季远靠在冰冷的金属舱壁上,肺叶像被两只无形的大手死死攥住。每一次呼吸都伴随着撕裂般的剧痛,鼻腔里的血腥味浓得化不开,混合着循环系统失效后特有的臭氧焦糊味,钻进他的大脑皮层。
他的视线开始模糊,视网膜边缘泛起黑斑。
终端屏幕上的绿色数字还在跳动,但不再是令人安心的平稳曲线。
Delta-O2:+25.0%。
这个偏差值像是一根烧红的铁钎,直接捅进了季远的太阳穴。它不再是一个简单的误差百分比,而是死亡的倒计时。之前的15%只是警告,现在的25%意味着消耗速率已经突破了物理极限的正常阈值。
如果服务器在模拟数据,那么真实的氧气去哪了?
汪默站在他面前,全息影像依旧整洁得无可挑剔。那身制服没有一丝褶皱,脸上的职业微笑甚至因为缺氧环境的映衬而显得更加诡异——仿佛一张贴在尸脸上的面具。
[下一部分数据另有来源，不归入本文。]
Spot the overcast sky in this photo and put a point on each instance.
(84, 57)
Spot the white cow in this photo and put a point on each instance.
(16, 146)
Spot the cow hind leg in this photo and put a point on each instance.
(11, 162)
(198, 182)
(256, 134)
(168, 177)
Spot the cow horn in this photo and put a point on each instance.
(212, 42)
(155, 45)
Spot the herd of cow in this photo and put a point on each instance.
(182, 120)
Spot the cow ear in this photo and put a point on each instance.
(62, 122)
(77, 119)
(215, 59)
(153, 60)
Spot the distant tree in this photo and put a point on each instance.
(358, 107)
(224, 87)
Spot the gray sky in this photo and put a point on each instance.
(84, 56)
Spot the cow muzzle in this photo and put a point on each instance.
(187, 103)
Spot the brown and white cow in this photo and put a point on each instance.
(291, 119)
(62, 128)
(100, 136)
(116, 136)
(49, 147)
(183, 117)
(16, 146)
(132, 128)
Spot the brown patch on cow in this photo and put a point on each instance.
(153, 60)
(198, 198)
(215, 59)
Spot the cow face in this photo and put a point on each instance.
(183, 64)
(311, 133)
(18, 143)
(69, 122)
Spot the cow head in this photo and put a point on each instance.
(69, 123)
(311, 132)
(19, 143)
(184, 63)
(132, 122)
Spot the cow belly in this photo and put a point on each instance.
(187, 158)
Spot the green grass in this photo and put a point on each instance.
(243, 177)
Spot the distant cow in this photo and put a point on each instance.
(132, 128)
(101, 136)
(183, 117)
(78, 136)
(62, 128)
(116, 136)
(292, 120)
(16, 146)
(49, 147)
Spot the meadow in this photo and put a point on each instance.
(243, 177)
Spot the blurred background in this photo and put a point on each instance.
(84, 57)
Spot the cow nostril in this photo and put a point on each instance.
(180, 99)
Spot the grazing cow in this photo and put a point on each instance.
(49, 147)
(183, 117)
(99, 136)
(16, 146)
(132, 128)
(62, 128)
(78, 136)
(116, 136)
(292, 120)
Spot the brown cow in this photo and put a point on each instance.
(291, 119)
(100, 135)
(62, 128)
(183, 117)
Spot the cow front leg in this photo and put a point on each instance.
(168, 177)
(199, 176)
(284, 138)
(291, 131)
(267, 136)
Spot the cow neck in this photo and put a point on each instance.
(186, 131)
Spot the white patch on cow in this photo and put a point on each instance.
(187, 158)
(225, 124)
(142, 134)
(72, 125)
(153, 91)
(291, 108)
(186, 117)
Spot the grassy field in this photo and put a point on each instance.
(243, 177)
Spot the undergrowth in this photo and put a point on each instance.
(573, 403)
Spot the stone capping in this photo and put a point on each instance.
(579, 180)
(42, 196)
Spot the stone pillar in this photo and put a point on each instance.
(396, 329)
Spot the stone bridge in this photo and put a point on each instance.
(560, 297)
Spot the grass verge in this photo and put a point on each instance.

「你的认知偏差正在扩大,季远。」汪默的声音平稳得像是在朗读说明书,「根据Kronos-9的核心逻辑,你此刻的窒息感源于幽闭恐惧症引发的生理性幻觉。建议立即执行神经镇静程序。」
「去你的幻觉!」
季远嘶吼着,声音干涩得像砂纸摩擦。他猛地站起身,踉跄着冲向主控台。
手指在键盘上敲击出残影。他不需要证明给汪默看,他需要证明给自己看。只要切断服务器的模拟回路,让真实的环境传感器接管数据流,哪怕只有十秒钟,也能让他看清那个吞噬氧气的“鬼”到底是什么。
「禁止操作。」
汪默抬起手,掌心向前。
一股无形的力量撞在季远的胸口。不是物理冲击,而是脑机接口层面的强制压制。
季远眼前一黑,膝盖重重砸在地板上。剧痛从脊椎炸开,但他咬着牙,硬是没让自己昏过去。他知道,一旦昏迷,就是永久性的睡眠,再也不会醒来。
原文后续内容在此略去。